Hempel, Simon, 2009. Plants and soil – the visual development of a structure, Maastricht: Jan van Eyck Academie, Post-Academic Institute for Research and Production in Fine Art, Design and Theory.
68 pp comprising 8 gatefolds, 17,4 × 26,9 cm, screenprinted clothbound hardcover, 40 fullcolour illustrations.
Edition: 400
ISBN 978-90-72076-38-0
The operation the goddesses Juno and Iris perform is a transformation (an abstraction) – from the globe of the eye (from bulbus oculi) to a pattern of plumage, from the organ of sight to an ornament (to illustration). A symbolic transplantation, taxidermy of a concept. By making the peacock the lasting bearer of the notion of Argos’ multi-ocular gaze, Juno maintains Argos’ legacy. It is without doubt the many-eyed Argos (the Panoptes – the All-Seeing) who, by his surveying gaze, is enabled to gain an exhaustive conception of an image of the world.

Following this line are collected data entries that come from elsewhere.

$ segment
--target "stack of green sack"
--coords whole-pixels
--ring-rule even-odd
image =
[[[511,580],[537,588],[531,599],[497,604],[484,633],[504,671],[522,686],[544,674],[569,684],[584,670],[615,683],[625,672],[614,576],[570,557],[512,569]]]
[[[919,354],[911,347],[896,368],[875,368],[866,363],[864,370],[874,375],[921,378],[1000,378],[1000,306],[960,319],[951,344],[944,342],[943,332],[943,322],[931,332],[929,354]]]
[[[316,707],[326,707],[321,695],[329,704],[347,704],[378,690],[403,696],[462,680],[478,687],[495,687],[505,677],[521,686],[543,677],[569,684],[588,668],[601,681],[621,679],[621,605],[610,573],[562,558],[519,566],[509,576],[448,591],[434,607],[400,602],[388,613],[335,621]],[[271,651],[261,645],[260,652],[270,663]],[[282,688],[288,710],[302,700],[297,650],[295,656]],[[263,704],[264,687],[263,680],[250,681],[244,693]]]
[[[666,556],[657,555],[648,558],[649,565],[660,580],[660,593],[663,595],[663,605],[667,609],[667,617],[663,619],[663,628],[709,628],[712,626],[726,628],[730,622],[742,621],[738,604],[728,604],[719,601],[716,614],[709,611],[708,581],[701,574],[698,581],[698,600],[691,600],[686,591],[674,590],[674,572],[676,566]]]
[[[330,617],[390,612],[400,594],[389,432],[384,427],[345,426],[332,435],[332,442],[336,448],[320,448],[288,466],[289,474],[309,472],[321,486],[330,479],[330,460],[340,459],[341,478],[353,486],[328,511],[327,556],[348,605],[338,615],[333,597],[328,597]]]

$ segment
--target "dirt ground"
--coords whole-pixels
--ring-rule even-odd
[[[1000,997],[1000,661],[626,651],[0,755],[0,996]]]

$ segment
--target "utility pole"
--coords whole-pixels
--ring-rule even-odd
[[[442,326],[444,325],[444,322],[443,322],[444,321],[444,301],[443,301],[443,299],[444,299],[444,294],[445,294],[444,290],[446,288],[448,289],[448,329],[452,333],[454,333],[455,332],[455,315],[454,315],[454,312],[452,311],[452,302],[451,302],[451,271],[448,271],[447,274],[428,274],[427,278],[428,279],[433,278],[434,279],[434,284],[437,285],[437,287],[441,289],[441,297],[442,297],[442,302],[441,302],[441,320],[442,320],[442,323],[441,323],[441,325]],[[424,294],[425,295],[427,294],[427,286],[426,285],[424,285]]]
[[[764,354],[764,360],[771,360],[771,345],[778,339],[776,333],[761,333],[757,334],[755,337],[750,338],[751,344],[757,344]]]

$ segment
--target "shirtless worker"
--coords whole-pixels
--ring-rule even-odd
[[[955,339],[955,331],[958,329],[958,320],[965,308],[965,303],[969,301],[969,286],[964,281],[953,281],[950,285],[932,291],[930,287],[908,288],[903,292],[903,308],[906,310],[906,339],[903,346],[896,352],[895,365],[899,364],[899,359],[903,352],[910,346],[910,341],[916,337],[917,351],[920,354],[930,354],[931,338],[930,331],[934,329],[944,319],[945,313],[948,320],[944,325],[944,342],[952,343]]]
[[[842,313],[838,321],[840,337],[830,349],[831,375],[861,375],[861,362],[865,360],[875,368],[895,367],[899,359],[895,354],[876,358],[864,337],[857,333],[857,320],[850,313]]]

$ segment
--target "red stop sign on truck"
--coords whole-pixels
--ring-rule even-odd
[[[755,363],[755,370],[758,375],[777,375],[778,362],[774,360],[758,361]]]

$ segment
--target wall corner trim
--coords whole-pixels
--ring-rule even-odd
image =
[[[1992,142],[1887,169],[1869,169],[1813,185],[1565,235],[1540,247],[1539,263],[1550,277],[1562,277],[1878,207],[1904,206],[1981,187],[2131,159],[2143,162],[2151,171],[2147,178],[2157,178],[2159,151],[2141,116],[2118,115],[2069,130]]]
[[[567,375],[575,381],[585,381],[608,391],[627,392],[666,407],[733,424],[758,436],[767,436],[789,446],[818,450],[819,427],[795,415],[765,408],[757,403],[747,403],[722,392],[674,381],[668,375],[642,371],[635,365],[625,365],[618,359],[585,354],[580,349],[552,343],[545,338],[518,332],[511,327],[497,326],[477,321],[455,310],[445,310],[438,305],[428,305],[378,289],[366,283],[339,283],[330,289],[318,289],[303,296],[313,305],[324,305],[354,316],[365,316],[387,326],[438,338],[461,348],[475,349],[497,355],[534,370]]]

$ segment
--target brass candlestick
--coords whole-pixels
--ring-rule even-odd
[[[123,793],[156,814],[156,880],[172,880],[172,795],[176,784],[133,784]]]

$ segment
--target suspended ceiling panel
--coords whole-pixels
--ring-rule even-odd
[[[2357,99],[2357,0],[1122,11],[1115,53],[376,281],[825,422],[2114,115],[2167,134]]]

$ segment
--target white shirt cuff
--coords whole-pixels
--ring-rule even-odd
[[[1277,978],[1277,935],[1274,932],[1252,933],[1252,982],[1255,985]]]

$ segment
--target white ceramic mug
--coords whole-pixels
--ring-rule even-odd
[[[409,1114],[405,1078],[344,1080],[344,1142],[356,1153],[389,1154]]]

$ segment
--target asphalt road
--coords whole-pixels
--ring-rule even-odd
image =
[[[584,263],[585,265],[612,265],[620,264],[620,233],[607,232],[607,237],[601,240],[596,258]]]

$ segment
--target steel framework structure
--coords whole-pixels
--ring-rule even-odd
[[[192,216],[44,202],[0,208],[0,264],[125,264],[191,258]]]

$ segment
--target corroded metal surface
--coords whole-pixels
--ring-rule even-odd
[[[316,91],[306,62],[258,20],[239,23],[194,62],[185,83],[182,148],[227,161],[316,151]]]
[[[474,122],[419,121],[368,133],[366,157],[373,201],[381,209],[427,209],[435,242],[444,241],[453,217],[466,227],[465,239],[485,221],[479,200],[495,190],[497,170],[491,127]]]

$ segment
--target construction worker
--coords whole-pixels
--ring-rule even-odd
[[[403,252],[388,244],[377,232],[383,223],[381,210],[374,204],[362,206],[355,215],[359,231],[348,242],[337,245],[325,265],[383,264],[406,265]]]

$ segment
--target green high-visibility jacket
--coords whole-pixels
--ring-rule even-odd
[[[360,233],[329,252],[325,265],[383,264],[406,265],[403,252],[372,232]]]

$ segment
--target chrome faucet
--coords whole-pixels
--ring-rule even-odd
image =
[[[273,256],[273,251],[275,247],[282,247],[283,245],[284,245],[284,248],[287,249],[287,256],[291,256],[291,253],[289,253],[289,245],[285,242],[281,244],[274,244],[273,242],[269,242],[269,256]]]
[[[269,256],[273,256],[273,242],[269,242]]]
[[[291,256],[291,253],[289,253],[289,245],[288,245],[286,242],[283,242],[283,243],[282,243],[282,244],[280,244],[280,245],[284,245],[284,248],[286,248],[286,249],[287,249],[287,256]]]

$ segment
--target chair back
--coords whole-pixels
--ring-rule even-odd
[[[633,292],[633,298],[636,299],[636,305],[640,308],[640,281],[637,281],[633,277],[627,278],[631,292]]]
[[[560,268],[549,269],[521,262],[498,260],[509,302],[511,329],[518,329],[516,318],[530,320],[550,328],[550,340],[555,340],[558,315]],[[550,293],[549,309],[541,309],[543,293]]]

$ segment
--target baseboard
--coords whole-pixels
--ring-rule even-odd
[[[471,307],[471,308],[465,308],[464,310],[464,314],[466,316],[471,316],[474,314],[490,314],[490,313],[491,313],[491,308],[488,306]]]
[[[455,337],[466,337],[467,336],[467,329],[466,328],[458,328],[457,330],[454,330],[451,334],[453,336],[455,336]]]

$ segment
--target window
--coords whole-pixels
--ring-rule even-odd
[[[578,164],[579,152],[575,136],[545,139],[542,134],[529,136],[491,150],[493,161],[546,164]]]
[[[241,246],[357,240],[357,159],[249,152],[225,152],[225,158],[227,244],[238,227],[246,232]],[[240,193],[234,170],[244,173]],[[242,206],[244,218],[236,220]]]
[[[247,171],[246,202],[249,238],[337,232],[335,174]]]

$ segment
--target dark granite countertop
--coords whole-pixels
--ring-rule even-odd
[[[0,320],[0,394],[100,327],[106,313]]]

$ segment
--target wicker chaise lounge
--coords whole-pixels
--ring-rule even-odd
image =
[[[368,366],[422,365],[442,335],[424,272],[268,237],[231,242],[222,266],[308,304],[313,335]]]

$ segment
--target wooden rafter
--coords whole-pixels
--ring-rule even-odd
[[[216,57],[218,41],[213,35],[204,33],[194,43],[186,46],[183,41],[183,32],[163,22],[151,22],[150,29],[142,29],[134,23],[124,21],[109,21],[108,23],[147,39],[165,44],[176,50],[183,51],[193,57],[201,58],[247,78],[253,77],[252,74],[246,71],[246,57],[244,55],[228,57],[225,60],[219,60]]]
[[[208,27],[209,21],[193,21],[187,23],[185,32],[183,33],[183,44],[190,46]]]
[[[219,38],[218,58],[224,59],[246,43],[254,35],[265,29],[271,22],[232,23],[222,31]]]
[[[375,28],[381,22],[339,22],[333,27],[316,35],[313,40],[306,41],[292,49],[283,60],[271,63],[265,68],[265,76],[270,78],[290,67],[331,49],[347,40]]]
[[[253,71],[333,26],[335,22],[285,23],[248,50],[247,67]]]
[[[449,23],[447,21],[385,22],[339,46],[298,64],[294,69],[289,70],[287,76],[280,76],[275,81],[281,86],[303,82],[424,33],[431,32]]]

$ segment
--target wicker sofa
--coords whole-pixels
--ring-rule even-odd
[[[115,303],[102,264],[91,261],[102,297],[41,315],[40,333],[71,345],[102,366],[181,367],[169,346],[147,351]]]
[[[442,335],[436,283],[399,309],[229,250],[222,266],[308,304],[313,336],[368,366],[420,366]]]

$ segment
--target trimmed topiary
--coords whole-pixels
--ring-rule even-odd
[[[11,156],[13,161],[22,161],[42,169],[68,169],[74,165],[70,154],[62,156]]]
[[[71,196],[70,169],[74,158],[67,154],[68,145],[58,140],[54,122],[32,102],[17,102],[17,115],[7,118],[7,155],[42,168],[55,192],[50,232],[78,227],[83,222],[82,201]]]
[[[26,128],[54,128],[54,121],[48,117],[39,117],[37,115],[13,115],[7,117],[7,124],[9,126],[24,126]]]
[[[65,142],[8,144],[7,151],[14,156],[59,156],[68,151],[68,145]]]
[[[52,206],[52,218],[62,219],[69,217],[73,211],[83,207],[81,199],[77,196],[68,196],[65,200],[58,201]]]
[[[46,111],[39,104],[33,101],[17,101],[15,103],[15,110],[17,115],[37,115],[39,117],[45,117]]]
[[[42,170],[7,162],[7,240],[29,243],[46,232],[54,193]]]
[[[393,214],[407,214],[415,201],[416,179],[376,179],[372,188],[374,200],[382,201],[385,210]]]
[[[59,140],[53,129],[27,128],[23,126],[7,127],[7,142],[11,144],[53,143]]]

With reference to the latest theory of colour introduced by his contemporary Franciscus Aguilonius, Rubens based his allegory of seeing – and notably Iris’ accompanying rainbow – on a blue-red-yellow colour scheme. Aguilonius – otherwise known as Francois d’Aguilon – was a Brussels-born jesuit mathematician, a physicist and architect, the author of a six-volume treatise on optics and active in Antwerp at the same time as Rubens. Rubens contributed the frontispieces and several illustrations to his ‘Six Books of Optics’. In his comprehensive study Aguilonius explicates, inter alia, the principles of stereographic projection. Stereographic projection is a geometric function that projects a sphere onto a plane. It is used to make a coherent two-dimensional illustration from the three-dimensional thing – such as a map from the terrestrial globe.
The book ‘Plants and Soil – The Visual Development of a Structure’ contains a photographic sequence comprising forty images. Identified here as the pivotal element of a certain spacial configuration in an urban setting in the city of Hamburg, the photographs portray a topiary-like garden sculpture in the shape of a peacock. S. H.